What’s going on here?

Believe it or not, I think we’re seeing a tablet backlash. Much as I love my iPad Air and Nexus 7, the truth is that they are the least essential of all the devices in my computing arsenal. And I suspect that’s true for most everyone else as well.

Smartphones, laptops, tablets... in that order

In the modern world, most people simply can’t be as productive without their smartphones. That’s how you stay connected and increasingly accomplish tasks that used to require a full-fledged PC. Sure, doing some things remains awkward on the relatively tiny screen (hello phablets!), but to borrow a meme from another popular device, the only way you’ll take away my smartphone is if you pry it from my cold, dead hands.

On the other hand, while pundits like to pronounce that the PC is dead, many of us still need big-boy laptops to get our work done. Whether that means writing blog posts, editing complex documents, building giant spreadsheets, or designing aircraft engines, for doing real work you can’t beat a powerful processor and a giant screen.

So where does that leave tablets? Pretty much in the “nice to have” category. Perfect for comfortably consuming media, mostly at home on the couch by yourself. If you’ve got friends or family around, the big-screen TV is still a better choice. You can also do some content creation in a pinch, but it really is a pinch, practically speaking.

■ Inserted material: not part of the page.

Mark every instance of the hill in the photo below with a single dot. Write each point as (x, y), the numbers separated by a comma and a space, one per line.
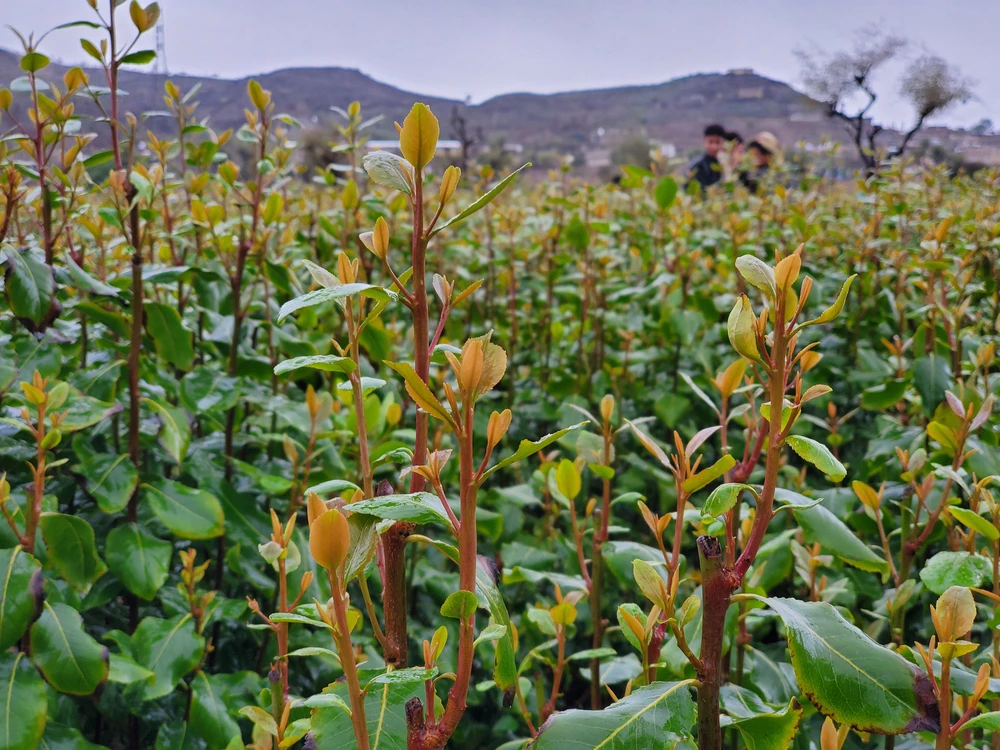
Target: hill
(671, 112)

If I had to give up one of my devices, guess which one I’m going to choose? And I’d bet that most people would make the same choice, even if they didn’t like it much.

Now, ask yourself that same question in an enterprise context. Which devices could your organization do without? Sure, tablets can be incredibly handy in walk-around environments like retail sales and factory floors, but if push came to shove, would you really give up your company’s PCs or smartphones before the tablets? I didn’t think so.

Tablets not going away

That doesn’t mean that tablets are going to go away, any more than PCs are really dead. But it may be time to get over the notion that tablets are going to be everywhere and do everything. Tablets have a role to play a growing in the enterprise, and IT will continue to have to support them, but they’re not going to take over.

Unless, of course, they turn into phablets!